S.H. Ces expériences à l’étranger permettent-elles de nourrir votre travail d’animatrice en bibliothèque ?

V.D. Tout à fait et de manière très concrète. En ce moment, au Centre Multimédia Don Bosco de Liège, dans un partenariat avec le CEC de la ludothèque la Marelle, des ateliers sont proposés aux femmes du quartier afin d’explorer, expérimenter ensemble les teintures végétales sur des tissus ramenés de là-bas. Ces ateliers donneront lieu à une exposition au printemps tandis qu’une création collective autour du thème des jardins sera envoyée aux tisseuses du Burkina. Je ressens un grand bonheur à travailler avec les femmes d’ici et de là-bas, gardiennes des moindres petits riens du quotidien. La voix des femmes et celle des enfants sont plus que nécessaires dans notre monde.

S.H. Quel regard portez-vous sur l’actualité difficile ?

V.D. Dans notre monde si fortement mis à mal, je pense qu’il faut s’interroger sur le regard que nous transmettons à nos enfants. A qui choisit-on de donner la voix ? Même si on en parle moins, un réseau d’espérance se construit en même temps que celui de la peur. Ce sont de nouveaux courants qui montent : ceux des poètes, des chercheurs, des artistes, des permaculteurs, des créateurs d’éco-villages… de tous ceux qui cherchent à vivre autrement dans ce monde.

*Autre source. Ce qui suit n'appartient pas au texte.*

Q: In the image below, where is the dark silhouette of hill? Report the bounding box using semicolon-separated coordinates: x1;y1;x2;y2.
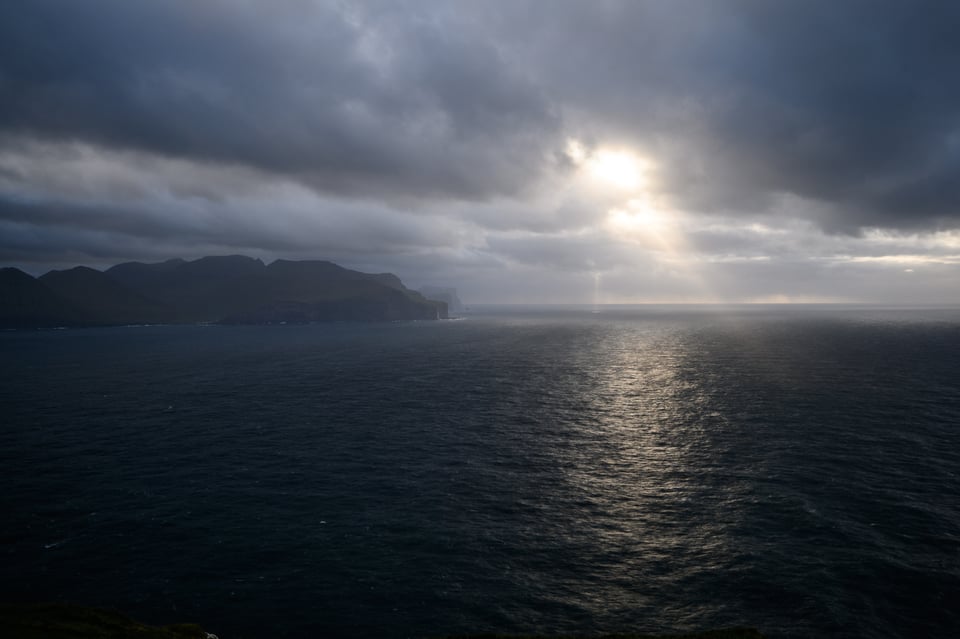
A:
39;266;174;324
0;255;447;328
0;268;87;328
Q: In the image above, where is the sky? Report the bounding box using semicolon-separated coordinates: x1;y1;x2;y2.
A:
0;0;960;304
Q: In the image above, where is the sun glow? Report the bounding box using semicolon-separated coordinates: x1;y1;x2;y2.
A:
587;150;642;190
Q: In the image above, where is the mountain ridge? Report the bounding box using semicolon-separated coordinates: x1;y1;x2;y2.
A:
0;255;448;329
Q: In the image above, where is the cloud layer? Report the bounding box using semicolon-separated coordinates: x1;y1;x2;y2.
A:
0;0;960;301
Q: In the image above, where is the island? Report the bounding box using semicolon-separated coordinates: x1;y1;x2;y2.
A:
0;255;448;329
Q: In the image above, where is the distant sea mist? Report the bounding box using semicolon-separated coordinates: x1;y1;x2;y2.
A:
0;306;960;639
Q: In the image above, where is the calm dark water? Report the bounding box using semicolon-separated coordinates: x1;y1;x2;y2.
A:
0;308;960;639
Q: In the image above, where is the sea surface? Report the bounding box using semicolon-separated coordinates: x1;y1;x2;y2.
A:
0;306;960;639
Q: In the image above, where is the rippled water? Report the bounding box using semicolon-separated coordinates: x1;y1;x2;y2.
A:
0;307;960;638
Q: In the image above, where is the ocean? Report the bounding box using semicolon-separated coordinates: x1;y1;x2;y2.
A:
0;306;960;639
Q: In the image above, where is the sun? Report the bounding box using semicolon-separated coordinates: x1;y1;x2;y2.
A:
586;149;642;191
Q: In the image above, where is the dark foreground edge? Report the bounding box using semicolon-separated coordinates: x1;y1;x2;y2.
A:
0;604;763;639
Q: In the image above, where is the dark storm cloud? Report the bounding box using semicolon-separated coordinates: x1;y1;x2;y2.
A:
0;0;960;231
0;0;556;198
502;0;960;230
0;0;960;301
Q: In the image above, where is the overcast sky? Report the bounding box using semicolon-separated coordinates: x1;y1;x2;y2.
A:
0;0;960;303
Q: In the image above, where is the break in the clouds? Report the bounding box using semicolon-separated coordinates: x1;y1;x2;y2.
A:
0;0;960;302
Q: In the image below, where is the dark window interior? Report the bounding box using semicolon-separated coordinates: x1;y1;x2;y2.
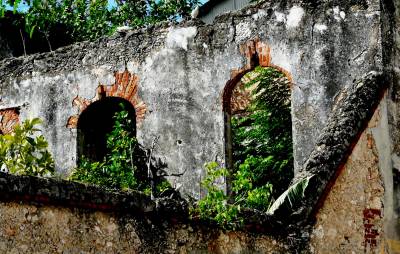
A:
77;97;136;161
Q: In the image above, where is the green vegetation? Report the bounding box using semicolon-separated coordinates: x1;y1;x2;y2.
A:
69;105;172;196
194;67;294;228
0;118;54;176
69;108;142;189
0;0;198;51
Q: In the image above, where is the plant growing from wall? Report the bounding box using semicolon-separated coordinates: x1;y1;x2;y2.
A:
69;110;141;189
194;67;294;228
0;118;54;176
69;104;172;197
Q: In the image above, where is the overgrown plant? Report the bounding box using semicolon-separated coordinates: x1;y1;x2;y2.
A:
69;110;142;189
0;0;199;51
194;67;294;228
69;105;172;197
192;162;243;229
0;118;54;176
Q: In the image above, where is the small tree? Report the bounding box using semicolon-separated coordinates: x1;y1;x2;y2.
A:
0;118;54;176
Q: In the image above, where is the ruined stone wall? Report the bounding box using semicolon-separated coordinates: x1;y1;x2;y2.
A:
0;202;288;254
310;98;388;253
0;0;382;197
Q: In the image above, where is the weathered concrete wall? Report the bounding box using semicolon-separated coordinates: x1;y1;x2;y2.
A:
0;0;382;197
0;172;293;253
0;202;288;254
310;96;388;253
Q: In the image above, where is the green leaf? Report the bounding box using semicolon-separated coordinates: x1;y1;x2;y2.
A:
268;175;314;214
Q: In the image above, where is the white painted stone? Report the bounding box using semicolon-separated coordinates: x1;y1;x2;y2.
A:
251;9;267;20
314;24;328;33
274;11;286;22
166;26;197;50
236;22;251;41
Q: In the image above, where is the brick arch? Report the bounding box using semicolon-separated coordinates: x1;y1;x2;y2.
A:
222;39;293;194
66;70;147;128
222;39;293;114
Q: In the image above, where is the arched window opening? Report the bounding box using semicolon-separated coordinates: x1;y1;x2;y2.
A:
77;97;136;161
224;66;293;210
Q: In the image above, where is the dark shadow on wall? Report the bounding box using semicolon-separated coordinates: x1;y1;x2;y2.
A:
77;97;136;161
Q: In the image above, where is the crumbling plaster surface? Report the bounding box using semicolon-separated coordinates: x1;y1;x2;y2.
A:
0;0;382;197
310;98;388;253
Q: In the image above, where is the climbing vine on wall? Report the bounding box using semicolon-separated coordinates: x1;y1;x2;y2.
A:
194;67;293;228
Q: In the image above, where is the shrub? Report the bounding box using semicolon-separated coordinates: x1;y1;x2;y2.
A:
0;118;54;176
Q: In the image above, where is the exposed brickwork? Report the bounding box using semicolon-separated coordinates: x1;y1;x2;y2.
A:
0;108;19;134
67;70;146;128
222;39;292;114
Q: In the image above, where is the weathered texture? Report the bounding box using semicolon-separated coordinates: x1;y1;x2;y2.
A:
67;70;146;128
0;170;291;254
0;172;156;213
0;200;287;254
310;101;388;253
0;0;382;198
286;72;388;224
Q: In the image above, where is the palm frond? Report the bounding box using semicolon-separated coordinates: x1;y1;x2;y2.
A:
267;175;314;214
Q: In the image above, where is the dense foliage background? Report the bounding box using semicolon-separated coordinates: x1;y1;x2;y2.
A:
0;0;199;52
194;67;294;228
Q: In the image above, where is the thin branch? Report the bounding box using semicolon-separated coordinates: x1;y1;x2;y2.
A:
19;29;26;56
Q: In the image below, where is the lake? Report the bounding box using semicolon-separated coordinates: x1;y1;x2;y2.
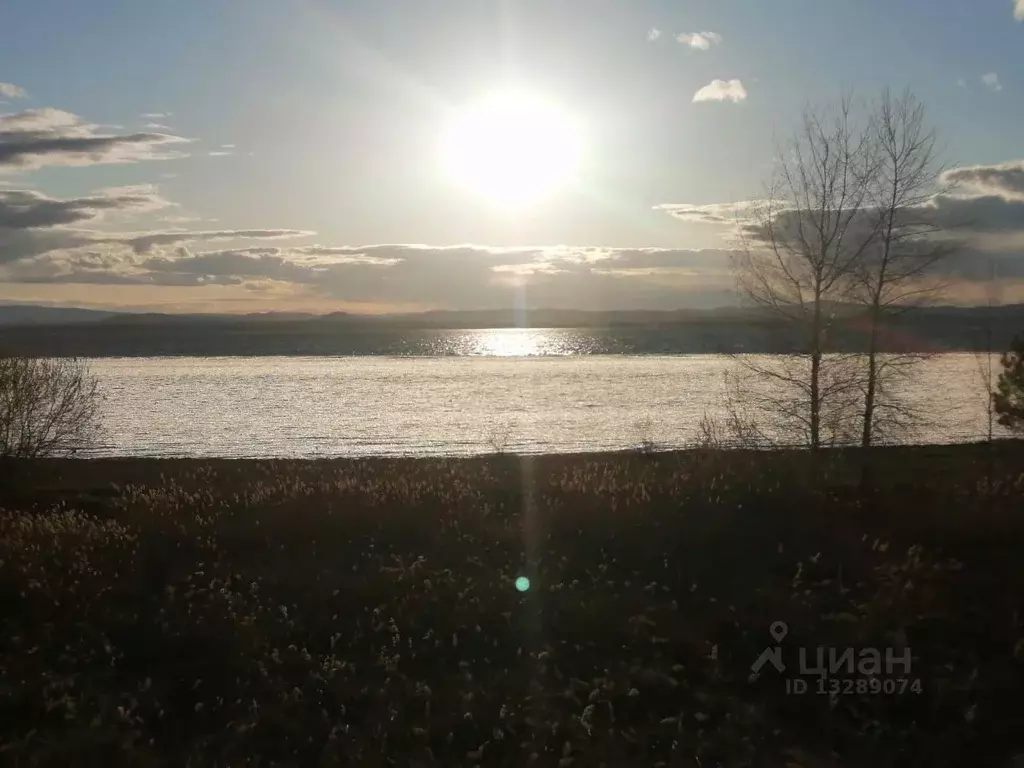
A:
83;330;1001;458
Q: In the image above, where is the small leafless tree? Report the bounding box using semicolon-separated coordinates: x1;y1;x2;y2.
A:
850;89;955;449
0;357;99;459
734;98;877;452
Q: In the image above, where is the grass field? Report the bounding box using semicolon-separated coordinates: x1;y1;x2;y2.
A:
0;442;1024;768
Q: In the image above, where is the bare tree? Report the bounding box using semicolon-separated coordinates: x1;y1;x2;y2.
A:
734;98;877;452
0;357;99;459
992;336;1024;432
850;89;954;449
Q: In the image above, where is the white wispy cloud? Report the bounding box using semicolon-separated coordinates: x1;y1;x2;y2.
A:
981;72;1002;91
0;109;188;172
942;160;1024;201
676;32;722;50
693;80;746;103
0;83;29;98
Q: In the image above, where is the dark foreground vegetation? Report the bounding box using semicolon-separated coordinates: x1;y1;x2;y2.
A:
0;442;1024;768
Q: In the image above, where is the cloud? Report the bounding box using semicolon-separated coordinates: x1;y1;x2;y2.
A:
693;80;746;103
0;184;313;263
981;72;1002;91
654;200;764;224
114;229;315;254
0;83;29;98
3;244;731;309
942;159;1024;201
0;109;188;171
0;188;167;230
676;32;722;50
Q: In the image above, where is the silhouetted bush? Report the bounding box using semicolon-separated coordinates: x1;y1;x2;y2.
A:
0;357;99;459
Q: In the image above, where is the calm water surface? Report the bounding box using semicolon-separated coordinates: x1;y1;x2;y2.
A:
91;330;999;457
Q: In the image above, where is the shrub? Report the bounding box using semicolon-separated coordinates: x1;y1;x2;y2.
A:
0;357;99;459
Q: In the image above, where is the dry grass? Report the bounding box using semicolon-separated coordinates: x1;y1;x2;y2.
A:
0;445;1024;766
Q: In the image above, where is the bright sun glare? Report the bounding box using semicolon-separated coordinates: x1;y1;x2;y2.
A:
442;91;584;204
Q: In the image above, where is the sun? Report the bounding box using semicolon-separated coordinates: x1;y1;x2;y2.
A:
441;90;584;205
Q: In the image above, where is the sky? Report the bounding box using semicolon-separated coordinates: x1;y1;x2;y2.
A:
0;0;1024;312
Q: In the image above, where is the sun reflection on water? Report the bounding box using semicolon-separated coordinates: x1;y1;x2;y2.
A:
471;328;552;357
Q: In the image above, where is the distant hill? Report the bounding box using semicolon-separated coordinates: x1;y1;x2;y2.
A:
0;304;118;326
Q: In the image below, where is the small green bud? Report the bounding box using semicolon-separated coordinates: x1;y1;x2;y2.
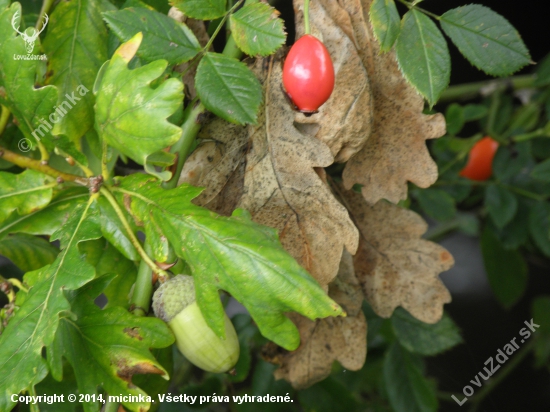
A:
153;275;239;373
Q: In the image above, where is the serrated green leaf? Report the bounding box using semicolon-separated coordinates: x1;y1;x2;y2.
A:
195;53;262;124
115;175;341;350
44;0;107;141
0;3;86;165
0;234;59;272
531;159;550;182
439;4;531;76
52;276;174;412
0;199;101;411
0;169;55;223
391;308;462;356
529;202;550;257
369;0;401;52
395;9;451;106
79;237;137;309
0;187;90;239
481;226;527;308
231;3;286;56
414;188;456;221
103;8;201;64
384;342;438;412
485;185;518;229
170;0;227;20
95;33;183;178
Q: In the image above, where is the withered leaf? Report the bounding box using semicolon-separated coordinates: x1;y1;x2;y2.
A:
294;0;372;162
334;186;454;323
238;54;358;286
268;252;367;389
338;0;445;204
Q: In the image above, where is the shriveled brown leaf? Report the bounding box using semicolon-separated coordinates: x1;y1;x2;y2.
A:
238;57;358;286
332;0;445;204
335;186;454;323
265;252;367;389
294;0;372;162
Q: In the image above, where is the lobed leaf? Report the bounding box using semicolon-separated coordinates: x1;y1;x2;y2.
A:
440;4;531;76
116;175;342;350
369;0;401;52
94;33;183;180
170;0;227;20
44;0;107;142
395;9;451;106
0;169;53;224
103;7;201;64
48;275;174;412
0;198;101;411
0;234;59;272
195;52;262;124
231;3;286;56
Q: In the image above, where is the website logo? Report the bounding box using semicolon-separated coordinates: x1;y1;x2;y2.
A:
11;10;49;54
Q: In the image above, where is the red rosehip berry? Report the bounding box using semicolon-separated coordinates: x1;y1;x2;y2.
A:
460;136;498;181
283;34;334;113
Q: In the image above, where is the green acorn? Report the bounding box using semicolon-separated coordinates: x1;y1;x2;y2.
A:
153;275;239;373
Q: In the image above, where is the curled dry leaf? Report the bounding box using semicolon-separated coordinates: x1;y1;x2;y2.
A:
336;0;445;204
294;0;372;162
335;186;454;323
181;53;358;287
264;252;367;389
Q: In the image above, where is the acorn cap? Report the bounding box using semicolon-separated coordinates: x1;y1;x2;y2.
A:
153;275;196;322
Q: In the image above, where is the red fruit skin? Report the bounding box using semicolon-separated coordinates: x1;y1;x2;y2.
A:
283;34;334;113
460;136;498;182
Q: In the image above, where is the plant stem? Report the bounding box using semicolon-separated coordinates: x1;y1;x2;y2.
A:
162;32;243;189
0;146;89;186
470;340;535;412
130;243;153;316
35;0;54;30
0;105;11;135
304;0;311;34
99;186;168;277
438;74;535;103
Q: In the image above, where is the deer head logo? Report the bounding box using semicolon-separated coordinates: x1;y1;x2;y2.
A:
11;10;48;54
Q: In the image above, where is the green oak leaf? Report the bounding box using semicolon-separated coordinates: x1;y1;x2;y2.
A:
231;3;286;56
0;234;59;272
0;186;90;239
369;0;401;52
439;4;531;76
170;0;227;20
195;53;262;124
0;169;56;224
48;275;174;412
103;8;201;64
94;33;183;180
115;175;342;350
44;0;107;141
0;198;101;411
384;342;438;412
79;238;137;309
395;9;451;106
0;3;87;165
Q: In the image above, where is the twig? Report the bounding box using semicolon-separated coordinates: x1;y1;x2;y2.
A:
0;146;89;186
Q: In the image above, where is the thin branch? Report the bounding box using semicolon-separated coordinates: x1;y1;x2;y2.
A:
0;146;89;186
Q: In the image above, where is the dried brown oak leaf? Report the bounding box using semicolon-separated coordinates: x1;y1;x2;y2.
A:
238;54;359;287
294;0;373;162
336;0;445;204
270;252;367;389
335;186;454;323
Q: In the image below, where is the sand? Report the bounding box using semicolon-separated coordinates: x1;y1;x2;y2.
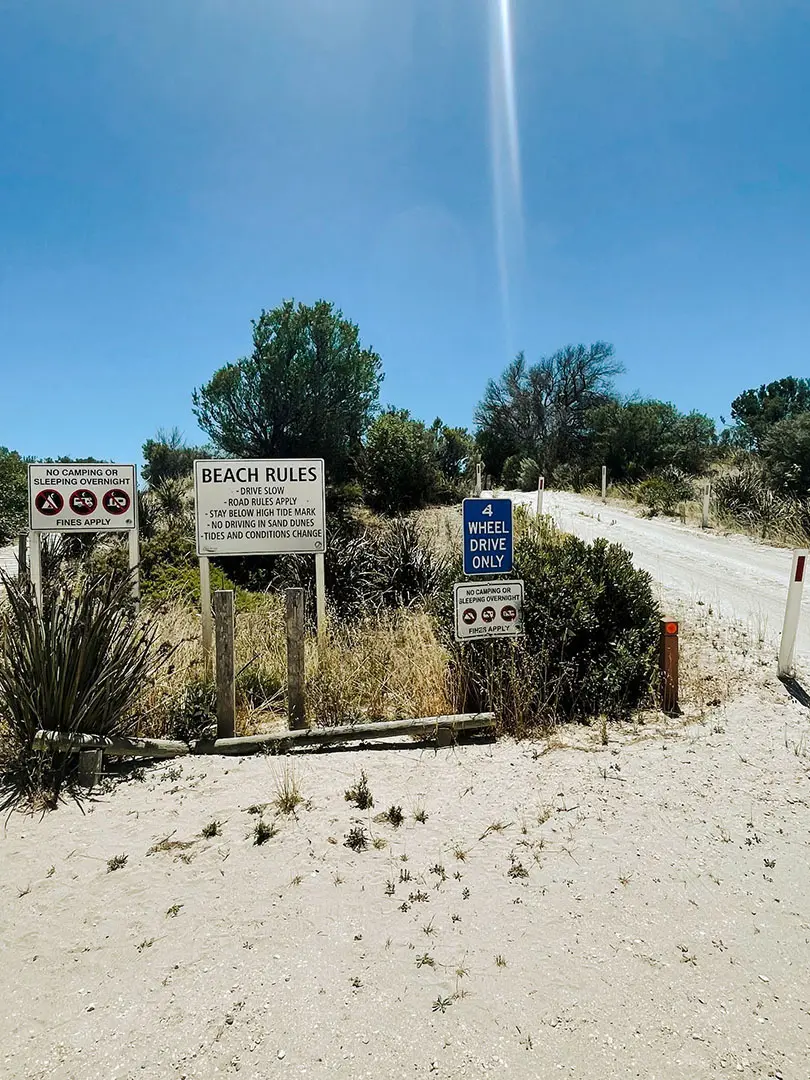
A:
0;643;810;1080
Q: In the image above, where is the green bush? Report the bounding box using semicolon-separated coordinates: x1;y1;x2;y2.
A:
636;465;694;515
0;572;166;808
437;528;660;734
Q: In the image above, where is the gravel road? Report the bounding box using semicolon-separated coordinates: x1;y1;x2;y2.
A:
507;491;810;661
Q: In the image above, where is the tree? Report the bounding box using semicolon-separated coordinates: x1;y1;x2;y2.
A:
0;446;30;544
475;341;624;474
193;300;382;483
588;401;717;480
762;411;810;499
364;408;442;513
141;428;207;488
731;376;810;450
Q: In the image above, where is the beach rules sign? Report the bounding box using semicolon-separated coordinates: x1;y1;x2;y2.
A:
462;499;513;577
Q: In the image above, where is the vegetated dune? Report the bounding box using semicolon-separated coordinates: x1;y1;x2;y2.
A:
0;609;810;1080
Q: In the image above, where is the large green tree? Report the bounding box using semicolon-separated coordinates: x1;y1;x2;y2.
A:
193;300;382;483
731;376;810;450
475;341;624;475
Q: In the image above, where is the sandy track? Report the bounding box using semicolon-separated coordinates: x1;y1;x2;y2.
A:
509;491;810;660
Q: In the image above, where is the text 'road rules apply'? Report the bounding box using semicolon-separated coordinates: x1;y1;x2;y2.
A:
462;499;513;577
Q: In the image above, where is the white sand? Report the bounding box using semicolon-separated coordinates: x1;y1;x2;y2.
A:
0;652;810;1080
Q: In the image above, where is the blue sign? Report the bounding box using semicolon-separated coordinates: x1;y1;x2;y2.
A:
462;499;512;576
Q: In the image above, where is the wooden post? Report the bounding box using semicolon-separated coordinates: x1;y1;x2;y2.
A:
661;619;680;716
130;529;140;604
17;532;28;581
28;532;42;611
214;589;237;739
200;555;214;679
285;589;307;728
779;548;810;678
315;551;326;651
701;483;712;529
76;750;104;788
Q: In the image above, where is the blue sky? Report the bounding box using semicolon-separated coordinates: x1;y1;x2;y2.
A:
0;0;810;461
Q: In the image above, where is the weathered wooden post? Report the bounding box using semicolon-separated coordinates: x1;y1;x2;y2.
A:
200;555;214;679
214;589;237;739
285;589;307;728
661;619;680;716
17;532;28;581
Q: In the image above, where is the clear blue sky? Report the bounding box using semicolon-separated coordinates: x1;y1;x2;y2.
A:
0;0;810;461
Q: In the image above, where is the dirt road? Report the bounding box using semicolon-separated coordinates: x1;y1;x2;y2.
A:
508;491;810;662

On entend souvent les dirigeants demander : « Quelle terre laisse-t-on pour demain. » J’ai tendance à inverser la question : « quels enfants laisse-t-on pour la terre de demain ? » Car c’est en mettant la paix dans le cœur des enfants qu’on sauvera le monde.

S.H. Les animateurs et les artistes ont, selon vous, un rôle déterminant à jouer dans cette entreprise ?

V.D. Plus que jamais ! Dans notre enseignement, les enfants sont rapidement coupés de leur intelligence émotionnelle, celle du cœur, du corps au profit de la seule intelligence de l’esprit. Ils ont pourtant besoin du rapport au vivant et à leur être tout entier pour s’épanouir et créer du sens. C’est ce que les artistes essayent de nourrir à travers leurs animations. Mais beaucoup lancent un véritable cri d’alarme. Nous sommes de moins en moins accueillis dans les écoles qui demandent des ateliers de plus en plus courts et clé-sur-porte tandis que les enseignants sont écrasés par les programmes scolaires. On ne soulignera jamais assez l’importance d’une direction et d’enseignants qui soient partis prenantes. J’ai la chance de rencontrer encore ce type de partenariats.

S.H. Quel serait votre souhait pour le monde culturel de demain ?

V.D. Dans un monde qui a peur du changement, les artistes peinent aujourd’hui à être pris au sérieux alors qu’il s’agit pour la plupart de gens multidisciplinaires et très formés. Va-t-on se placer du côté du vivant ou de ce qui sclérose ? Cela demande beaucoup d’audace et, de plus en plus, les artistes ressentent le besoin de se relier entre porteurs de projets, de trouver des lieux d’expression... Il faut donner à ces projets la possibilité de s’épanouir dans un terreau fertile, cela passe par de la reconnaissance et des soutiens financiers. Sinon ils ne pourront éclore aussi beaux soient-ils.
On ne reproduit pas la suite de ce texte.